« Plus qu'une gestion de crise, c'est une gestion des risques qu'il faut. » La formule, au cœur d'un entretien de RFI, résume le tournant que l'été 2026 impose à la France. Avec plus de 42 000 hectares partis en fumée dès la mi-juillet — un record sur vingt ans de suivi satellitaire (Touteleurope) — et plus de 8 000 départs de feu recensés par la Sécurité civile (franceinfo), la saison ne se joue plus seulement sur la ligne de front. Éteindre le feu quand il est là, c'est de la gestion de crise ; empêcher qu'il parte, se propage et détruise, c'est une autre logique.
Éteindre ne suffit plus
La gestion de crise, c'est le dispositif le plus visible : cellules interministérielles, colonnes de renfort, moyens aériens. Face aux feux du Var et du Sud, la Sécurité civile a mobilisé des moyens qu'elle qualifie d'« inédits », dont une douzaine de Canadair (franceinfo). Mais ces moyens, aussi importants soient-ils, sont « étirés à leur maximum » quand les foyers se multiplient sur tout le territoire (Tous pour l'eau). Surtout, sous canicule et sécheresse répétées, la végétation déshydratée brûle plus vite que les pompiers ne peuvent l'atteindre : quand Fontainebleau part en fumée sur 2 000 hectares loin de l'arc méditerranéen, la réponse d'urgence arrive toujours après le mal.
Le déséquilibre est structurel. La France ne compte qu'environ 286 plans de prévention du risque incendie, contre plus de 11 000 pour les inondations (Tous pour l'eau) : le pays s'est longtemps équipé pour éteindre, pas pour anticiper.
Prévenir : débroussailler, cartographier, aménager
La gestion des risques agit en amont, avant l'étincelle. Trois leviers.

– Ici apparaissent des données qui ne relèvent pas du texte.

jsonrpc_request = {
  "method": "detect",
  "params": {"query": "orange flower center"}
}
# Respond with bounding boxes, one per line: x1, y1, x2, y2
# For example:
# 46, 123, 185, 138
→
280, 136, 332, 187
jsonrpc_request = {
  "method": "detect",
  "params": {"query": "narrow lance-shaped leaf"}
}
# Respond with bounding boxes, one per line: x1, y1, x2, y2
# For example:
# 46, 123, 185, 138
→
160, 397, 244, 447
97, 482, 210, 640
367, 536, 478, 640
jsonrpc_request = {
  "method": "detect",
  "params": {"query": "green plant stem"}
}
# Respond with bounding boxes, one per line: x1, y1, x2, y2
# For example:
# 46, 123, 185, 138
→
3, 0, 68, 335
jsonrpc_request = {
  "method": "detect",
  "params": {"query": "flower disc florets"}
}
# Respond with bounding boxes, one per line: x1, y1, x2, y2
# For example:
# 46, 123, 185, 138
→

Le débroussaillement d'abord, arme la plus documentée : environ 90 % des maisons détruites lors d'un feu de forêt se trouvent sur des terrains non ou mal débroussaillés (Assurance Prévention). L'obligation légale (OLD) impose de dégager la végétation sur 50 mètres autour des habitations, jusqu'à 100 mètres sur décision du préfet. Signe de l'extension du risque vers le nord, le nombre de départements soumis à cette obligation est passé de 48 à 52 en avril 2026, avec l'ajout de la Corrèze, de la Haute-Loire, de l'Essonne et de la Seine-et-Marne (Géorisques).
La cartographie de l'aléa et l'urbanisme ensuite : repenser les interfaces entre zones bâties et forêt, créer des zones tampons et des pare-feux, et cesser de construire au contact direct des massifs (Tous pour l'eau) — un ciblage que la recherche affine, en établissant que près de la moitié des départs se concentrent sur ces lisières habitat-forêt. La sensibilisation enfin : neuf feux sur dix étant d'origine humaine, l'État a reconduit en 2026 sa campagne annuelle de prévention des feux de forêt et de végétation (Ministère de l'Intérieur).
Derrière ce basculement, une cause : le réchauffement. Il assèche les sols, allonge la saison des feux et déplace le risque vers des régions autrefois épargnées — comme le montre le record de surfaces brûlées atteint avant même le 1er août. Continuer à ne gérer que la crise, c'est courir derrière un phénomène qui, lui, s'installe pour durer.